Grace shouted over the din, "So what's the deal?"

The nurse was exasperated. "If I had time to figure that out, would I be calling you?" She glared over her shoulder at Grace, pointing to a nearby room. "No ID. Incoherent, but not drunk. Or drugged."

"Crazy?"

"Could be."

"Is he awake now?"

"Not last I checked."

"And you expect me to get a phone number out of him ... how?"

The orderly winked at Grace over the telephone. "Aw, go on in there. He may be mental, but he's clean. And hot too, if you get my meaning."

The nurse snorted. "Don't get your hopes up, honey. This one's got a boyfriend. Keeps calling for some guy, Mack or Sam or something like that." She disappeared back into the screamer's room and the orderly began to argue into the telephone. With a sigh Grace pushed open the door of John Doe's room.

After a moment she felt slightly ashamed of her impatience, and not just because he actually was very good-looking. Someone or something had hit him hard, that much was plain from the dark purple bruise and stitched cut on his right cheek. He was restless, mumbling a name. When she spoke quietly, he did not respond.

Though she wasn't supposed to, she flipped through his chart. Interesting. Apparently this wasn't Mr. Doe's first misadventure. Extensive post-surgical scarring on the back, lower extremities unresponsive to stimuli, all indicating pre-existing severe neurological injury. Car wreck? Gunshot? Grace set the chart down and moved closer to the bedside. People banged up like this tended to have unsavory pasts, but this guy just didn't have a street look, even in his current condition. A pair of glasses lay on the beside table. Bent and scratched, yes, but expensive. No, he wasn't a street guy. Psych problems, then. Off his meds? Family frantically combing the city for him? It happened all the time.

The closet held the clothes he'd been wearing when he was brought in, but the pockets were empty. When she turned back to the bed, his eyes were open and he was watching her. Keeping her distance from the bed, she spoke softly, cautiously. "Hey. You're in Metro Medical. My name is Grace, I work here." He said nothing, so she continued, "You came in without ID, so we haven't been able to contact anyone. Is there someone I can call for you?"

He started to speak, cleared his throat, tried again. "Where's my ..." He groped around the bed and Grace slowly moved closer, handing him the glasses and then a cup of water. After a sip he was able to ask, "Where are my clothes?" He seemed fairly well oriented, Grace thought. She relaxed a bit, though she still didn't quite get what was going on here. Awake, he didn't seem much like a psych patient. She handed him the clothes from the closet and he went through the pockets quickly, then tossed them aside, obviously disappointed, and turned his face toward the window.

"How are you feeling?" she asked.

He didn't answer. "Were you here when I was brought in? Was anything else found with me? A phone, anything?" he asked impatiently.

"No, I wasn't here. As far as I know, this is it. Do you remember what happened to you?"

Again, he did not answer her. "Nobody found a ... a leg brace, or something like that?"

"I'll ask, but right now I need to tell the nurses you're awake. So, is there someone I can call for you?"
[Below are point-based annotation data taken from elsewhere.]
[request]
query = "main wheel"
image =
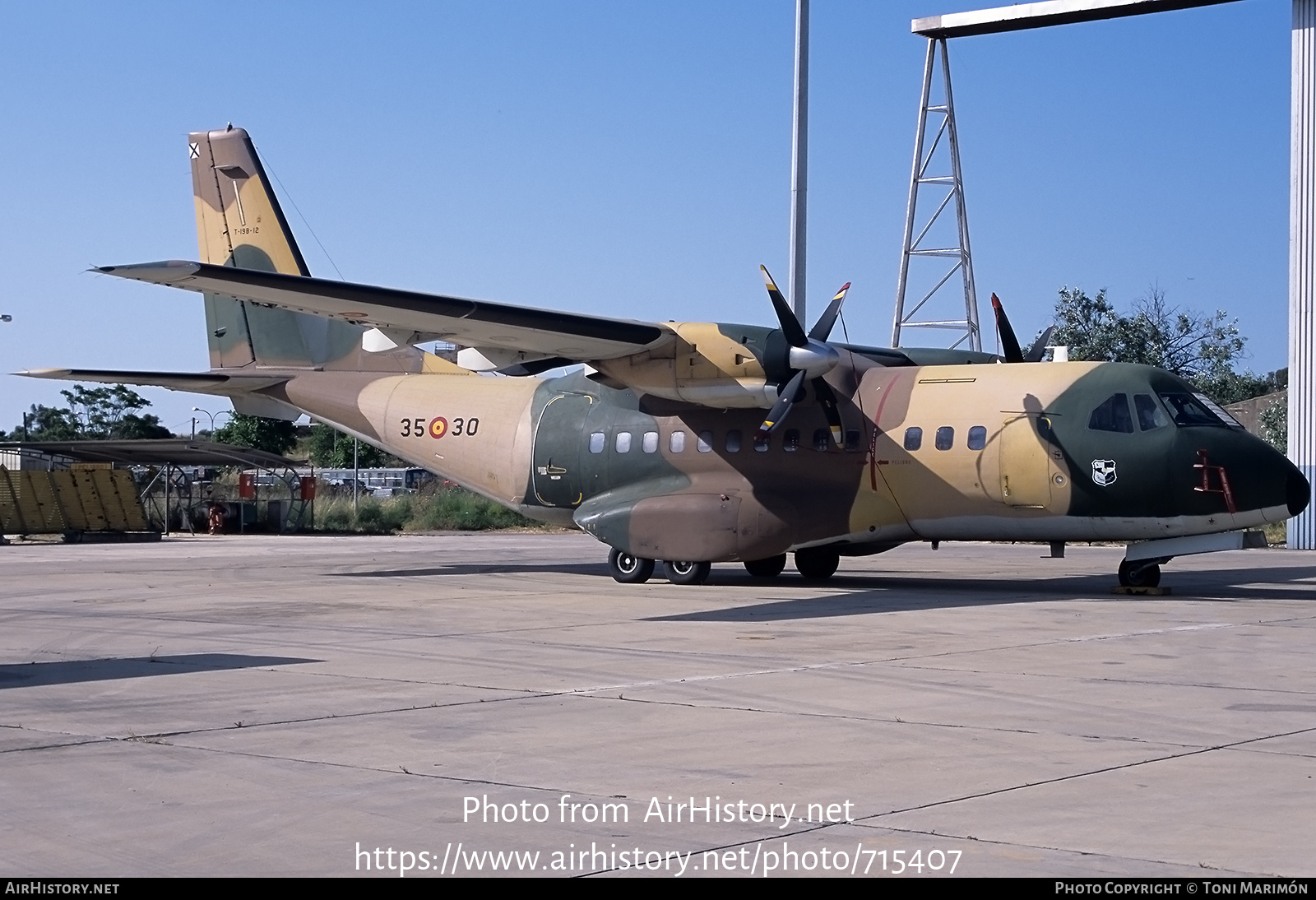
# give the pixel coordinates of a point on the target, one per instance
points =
(688, 573)
(770, 568)
(628, 568)
(1138, 574)
(816, 564)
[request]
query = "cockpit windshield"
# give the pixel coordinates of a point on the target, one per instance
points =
(1189, 410)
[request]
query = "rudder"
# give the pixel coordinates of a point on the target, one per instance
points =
(240, 224)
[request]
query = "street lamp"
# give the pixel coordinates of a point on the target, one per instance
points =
(223, 412)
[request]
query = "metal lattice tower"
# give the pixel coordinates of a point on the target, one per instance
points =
(953, 183)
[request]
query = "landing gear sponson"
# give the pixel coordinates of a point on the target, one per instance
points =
(813, 564)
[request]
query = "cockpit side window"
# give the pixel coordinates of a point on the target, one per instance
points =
(1112, 415)
(1186, 411)
(1149, 412)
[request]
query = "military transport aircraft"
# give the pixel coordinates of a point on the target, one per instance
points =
(661, 447)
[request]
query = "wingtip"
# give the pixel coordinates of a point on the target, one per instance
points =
(44, 373)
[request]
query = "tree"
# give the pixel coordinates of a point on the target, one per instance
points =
(94, 414)
(1274, 425)
(270, 434)
(1197, 346)
(332, 449)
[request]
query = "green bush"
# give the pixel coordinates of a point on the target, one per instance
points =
(444, 509)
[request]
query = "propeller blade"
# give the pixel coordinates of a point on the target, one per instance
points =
(791, 327)
(827, 399)
(822, 327)
(1008, 342)
(785, 401)
(1040, 346)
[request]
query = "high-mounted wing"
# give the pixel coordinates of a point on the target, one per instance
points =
(412, 316)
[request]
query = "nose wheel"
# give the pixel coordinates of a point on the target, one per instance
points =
(629, 568)
(816, 564)
(770, 568)
(1140, 574)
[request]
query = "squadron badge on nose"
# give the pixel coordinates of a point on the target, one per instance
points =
(1103, 471)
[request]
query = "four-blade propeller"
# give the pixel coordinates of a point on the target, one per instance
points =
(809, 355)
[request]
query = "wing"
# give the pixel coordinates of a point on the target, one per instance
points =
(415, 316)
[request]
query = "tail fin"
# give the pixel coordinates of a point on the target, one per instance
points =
(240, 224)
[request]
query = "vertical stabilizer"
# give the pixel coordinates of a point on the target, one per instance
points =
(239, 223)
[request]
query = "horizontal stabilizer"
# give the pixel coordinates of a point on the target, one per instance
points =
(429, 316)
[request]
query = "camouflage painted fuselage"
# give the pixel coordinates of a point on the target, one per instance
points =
(656, 452)
(1006, 452)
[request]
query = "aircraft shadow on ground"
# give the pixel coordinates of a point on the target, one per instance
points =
(484, 568)
(869, 594)
(103, 670)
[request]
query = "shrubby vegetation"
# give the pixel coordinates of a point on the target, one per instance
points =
(1202, 349)
(447, 508)
(99, 414)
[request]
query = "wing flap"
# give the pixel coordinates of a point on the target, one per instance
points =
(431, 316)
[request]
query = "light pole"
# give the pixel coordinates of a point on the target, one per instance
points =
(223, 412)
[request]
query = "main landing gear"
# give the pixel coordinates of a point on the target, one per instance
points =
(635, 570)
(629, 570)
(813, 564)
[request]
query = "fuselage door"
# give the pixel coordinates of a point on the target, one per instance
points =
(557, 449)
(1026, 466)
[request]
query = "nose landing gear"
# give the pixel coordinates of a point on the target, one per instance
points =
(1144, 573)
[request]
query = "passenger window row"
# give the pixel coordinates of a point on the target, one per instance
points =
(704, 441)
(945, 438)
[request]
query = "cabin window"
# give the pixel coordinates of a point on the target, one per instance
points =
(1112, 416)
(1149, 412)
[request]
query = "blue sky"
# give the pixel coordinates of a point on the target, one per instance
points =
(629, 160)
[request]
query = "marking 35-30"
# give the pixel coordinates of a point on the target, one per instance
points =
(440, 427)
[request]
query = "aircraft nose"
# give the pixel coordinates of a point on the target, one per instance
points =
(1300, 491)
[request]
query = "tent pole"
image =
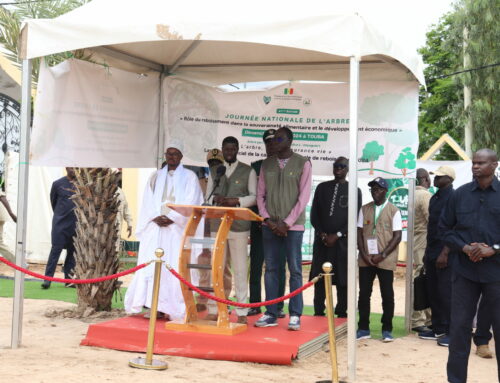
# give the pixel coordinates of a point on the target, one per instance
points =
(161, 125)
(409, 254)
(352, 265)
(22, 205)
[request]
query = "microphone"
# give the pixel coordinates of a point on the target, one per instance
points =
(221, 170)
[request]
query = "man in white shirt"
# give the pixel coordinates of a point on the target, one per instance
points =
(161, 227)
(379, 234)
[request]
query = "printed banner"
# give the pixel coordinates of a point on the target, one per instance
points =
(318, 115)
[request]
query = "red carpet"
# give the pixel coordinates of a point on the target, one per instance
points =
(271, 345)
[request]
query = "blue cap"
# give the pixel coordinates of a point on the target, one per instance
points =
(380, 182)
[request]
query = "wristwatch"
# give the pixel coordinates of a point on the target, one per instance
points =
(496, 247)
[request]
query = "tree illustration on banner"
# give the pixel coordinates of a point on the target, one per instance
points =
(372, 152)
(406, 160)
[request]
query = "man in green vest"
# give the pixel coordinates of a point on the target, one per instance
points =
(283, 191)
(379, 234)
(236, 188)
(257, 246)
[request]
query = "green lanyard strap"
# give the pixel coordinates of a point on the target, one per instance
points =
(376, 215)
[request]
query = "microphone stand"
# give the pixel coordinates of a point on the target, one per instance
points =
(216, 185)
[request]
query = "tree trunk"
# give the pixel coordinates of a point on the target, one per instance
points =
(96, 254)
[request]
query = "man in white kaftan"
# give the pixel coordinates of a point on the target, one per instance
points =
(159, 226)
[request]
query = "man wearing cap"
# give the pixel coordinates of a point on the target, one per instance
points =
(161, 227)
(329, 219)
(236, 188)
(283, 192)
(63, 226)
(379, 234)
(214, 160)
(472, 225)
(437, 267)
(256, 245)
(421, 318)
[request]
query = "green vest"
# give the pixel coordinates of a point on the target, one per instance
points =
(384, 233)
(235, 186)
(283, 187)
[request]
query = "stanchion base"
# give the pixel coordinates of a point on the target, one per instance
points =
(141, 363)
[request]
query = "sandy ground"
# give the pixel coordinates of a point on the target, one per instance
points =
(51, 352)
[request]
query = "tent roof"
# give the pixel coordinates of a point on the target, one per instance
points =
(251, 41)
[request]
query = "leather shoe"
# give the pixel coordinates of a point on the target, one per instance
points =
(201, 307)
(212, 317)
(242, 319)
(254, 311)
(483, 351)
"Uh, yeah. Sure.". He took the pen and paper Grace offered, quickly scrawled something, then lay back and closed his eyes. Clearly he was hoping she would go away. No doubt he'd be alert the moment the door closed behind her. Well, it wasn't like he could even get out of the bed, not with those legs, but for some reason she lingered in the hallway, watching the room until she saw one of the nurses enter.
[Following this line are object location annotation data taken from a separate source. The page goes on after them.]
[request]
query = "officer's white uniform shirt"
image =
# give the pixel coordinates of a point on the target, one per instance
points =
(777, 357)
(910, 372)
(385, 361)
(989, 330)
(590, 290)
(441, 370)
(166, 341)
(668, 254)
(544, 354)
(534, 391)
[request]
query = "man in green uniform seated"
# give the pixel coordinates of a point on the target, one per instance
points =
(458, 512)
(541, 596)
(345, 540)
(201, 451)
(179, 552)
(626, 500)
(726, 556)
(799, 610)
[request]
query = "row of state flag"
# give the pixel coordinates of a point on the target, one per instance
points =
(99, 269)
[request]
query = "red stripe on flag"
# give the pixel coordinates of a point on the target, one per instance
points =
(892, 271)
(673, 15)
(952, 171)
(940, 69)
She was relieved. As long as someone answered the call she was about to make, this would all be over in five more minutes. Not a bad outcome. Other than the ugly bruise and a few missing possessions, he'd been lucky. Unlike the typical fifth-floor customer, he even had a friend to call. Probably the boyfriend, Grace decided. Looked like the nurse had been right about that one, except he hadn't been calling for Sam. He'd been calling for Max. The boyfriend's name was Max.